Still, if you're talking in terms of straight-up story quality, I propose that it could be much worse than it is, simply by juxtaposing this season of Voyager with this season of The X-Files, which has become an unwatchable travesty of laughably ill-conceived plots, bad comedy and self-parody that sinks like a brick, and boring "larger themes" that are so ridiculously tired and muddled beyond any sensibility for intrigue that it makes Voyager look solid and well-thought-out by comparison. (But I digress.) It seems to me that the Voyager creators, by treating every episode on its own and starting from ground zero every week, perhaps have stacked the deck against themselves by making their jobs harder than they should be, yet somehow manage to work within those confines anyway. Why they do it is beyond me, but they deserve some sort of credit for attempting the impossible, I guess.
Or maybe not. I'm sorry, but the approach we get to storytelling on Voyager doesn't cut it. It's a series whose message is essentially "nothing really matters, so just enjoy yourself." And in the meantime we get some good episodes, some bad episodes, and a lot of mediocre episodes. A steady diet of mediocre makes it a little harder to enjoy oneself. And if while we're watching, none of it convinces us that it matters, who honestly cares? There's the key problem.
Voyager's sixth season also marks the departure of two veteran Trek writer/producers in Ron Moore (who left after three episodes last summer under unhappy circumstances) and Joe Menosky (who will not be returning to staff next season except possibly for the cliffhanger resolution). Both these guys have been known to track fan opinion on our niche out here on the Internet, and for that I'm glad. Personally, I'd also like to thank Menosky for letting me rend his ear from time to time and for inviting me out to the studio this past March.

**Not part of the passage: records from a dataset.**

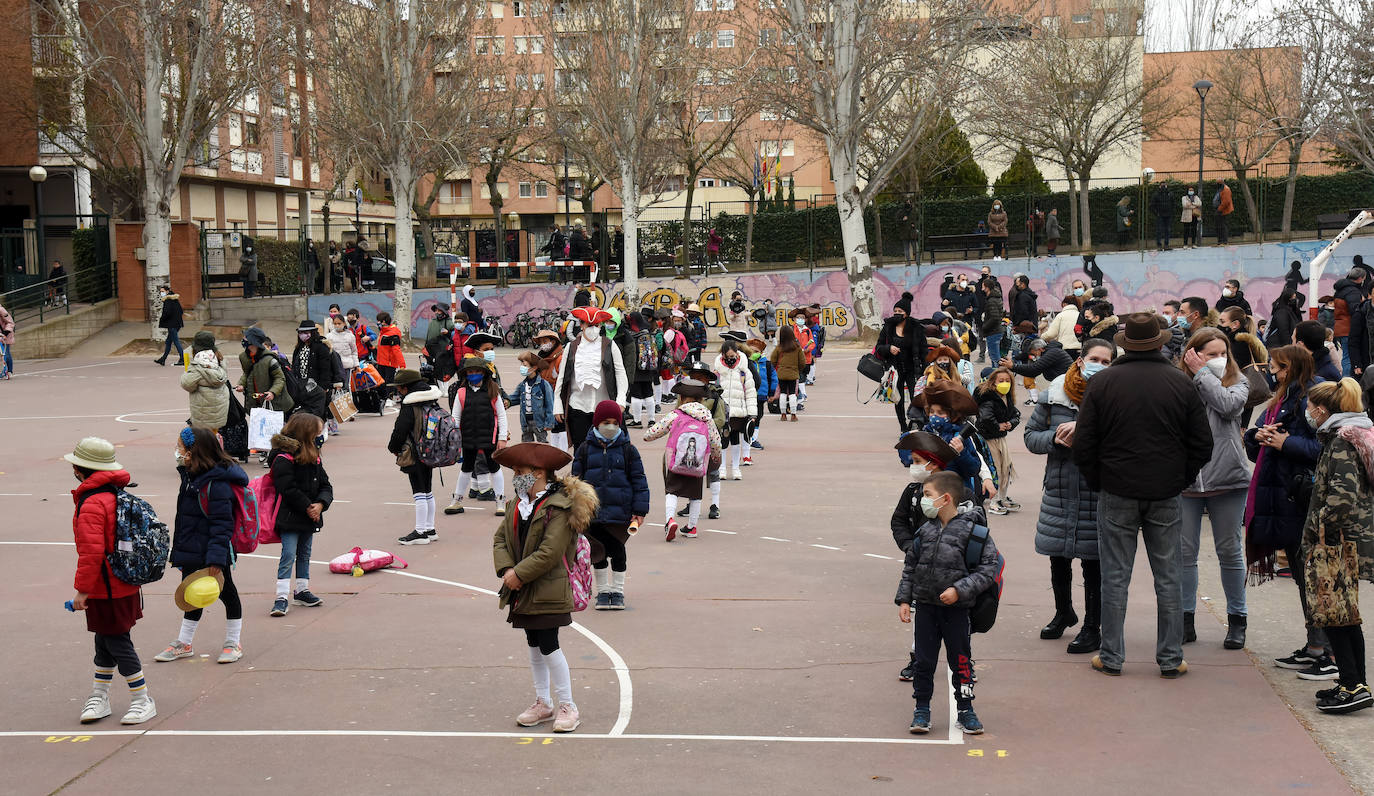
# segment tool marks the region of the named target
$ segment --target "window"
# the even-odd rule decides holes
[[[721,71],[716,72],[717,86],[728,86],[733,82],[735,82],[735,78],[733,75],[730,74],[730,70],[722,69]]]
[[[516,75],[515,88],[519,91],[529,91],[530,89],[539,91],[544,88],[544,74],[535,72],[532,75]]]
[[[559,91],[585,91],[587,78],[577,69],[559,69],[553,73],[553,84]]]
[[[505,55],[506,37],[505,36],[477,36],[476,47],[478,55]]]
[[[538,199],[547,199],[549,197],[549,184],[543,180],[536,182],[534,184],[534,195]]]
[[[764,11],[767,11],[768,9],[771,9],[771,8],[777,8],[777,7],[778,7],[778,0],[759,0],[759,8],[763,9]]]
[[[772,28],[763,28],[759,31],[759,46],[767,47],[778,40],[778,32]]]
[[[784,138],[781,141],[759,142],[759,154],[766,158],[775,158],[778,156],[792,157],[794,149],[795,147],[790,138]]]
[[[729,105],[716,108],[716,121],[728,122],[733,118],[735,118],[735,110],[734,108],[731,108]]]
[[[722,50],[735,46],[735,32],[733,30],[716,31],[716,46]]]
[[[568,15],[568,4],[562,2],[554,2],[553,15],[555,17],[566,17]]]
[[[1049,31],[1050,33],[1058,33],[1058,32],[1059,32],[1059,21],[1060,21],[1060,20],[1059,20],[1059,17],[1041,17],[1041,18],[1040,18],[1040,27],[1044,28],[1045,30]]]
[[[714,118],[714,110],[711,109],[711,108],[697,108],[697,121],[698,121],[698,122],[713,122],[713,121],[715,121],[715,118]]]
[[[711,38],[711,31],[709,30],[697,31],[696,35],[692,37],[692,44],[697,49],[709,48],[714,42],[715,39]]]
[[[710,10],[711,10],[711,0],[697,0],[697,10],[698,10],[698,11],[710,11]]]
[[[243,145],[258,145],[258,117],[256,116],[243,117]]]
[[[534,187],[527,182],[520,183],[520,198],[528,199],[534,195]]]
[[[539,55],[544,52],[543,36],[516,36],[514,38],[516,55],[524,55],[525,53]]]
[[[698,70],[697,70],[697,85],[698,85],[698,86],[709,86],[709,85],[711,85],[711,84],[714,83],[714,82],[716,82],[716,81],[715,81],[715,78],[711,75],[711,70],[710,70],[710,69],[698,69]]]
[[[776,122],[779,118],[781,117],[778,116],[778,112],[775,110],[765,108],[759,111],[759,121],[761,122]]]
[[[510,4],[510,7],[515,16],[523,17],[525,16],[525,12],[528,10],[528,5],[529,4],[526,3],[525,0],[515,0]]]
[[[1073,19],[1073,24],[1075,24],[1075,25],[1086,25],[1086,24],[1088,24],[1089,22],[1092,22],[1092,21],[1093,21],[1093,15],[1092,15],[1092,14],[1074,14],[1073,17],[1072,17],[1072,19]]]
[[[714,188],[716,187],[716,181],[711,179],[710,177],[702,177],[701,179],[697,180],[697,187]]]
[[[735,0],[716,0],[717,11],[734,11]]]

Looking ahead to season seven, and trying to offer a little bit of optimism to counter my dwelling on the negatives, I'll close with a positive sentiment: Since Voyager is in fact heading into its last season and the creators know this, they might be motivated to deal intelligently with the issue of Voyager returning to the Alpha Quadrant. Touches like Admiral Hayes' curiosity about the Maquis in "Life Line" give me a glimmer of hope for a season that, if not for the expectation of Voyager returning home, I would write off as doomed by precedent to become "Season Four, Part IV." We may have given up on the Delta Quadrant, but there's still quite a bit of potential here in going back to the Alpha Quadrant. Voyager's track record doesn't have me enthused, but hope springs eternal. Heck, they'd better do something, dammit.
I'll see you this fall for Voyager's final season. Hopefully, it won't suck. Maybe it'll even be good. Until then, ciao.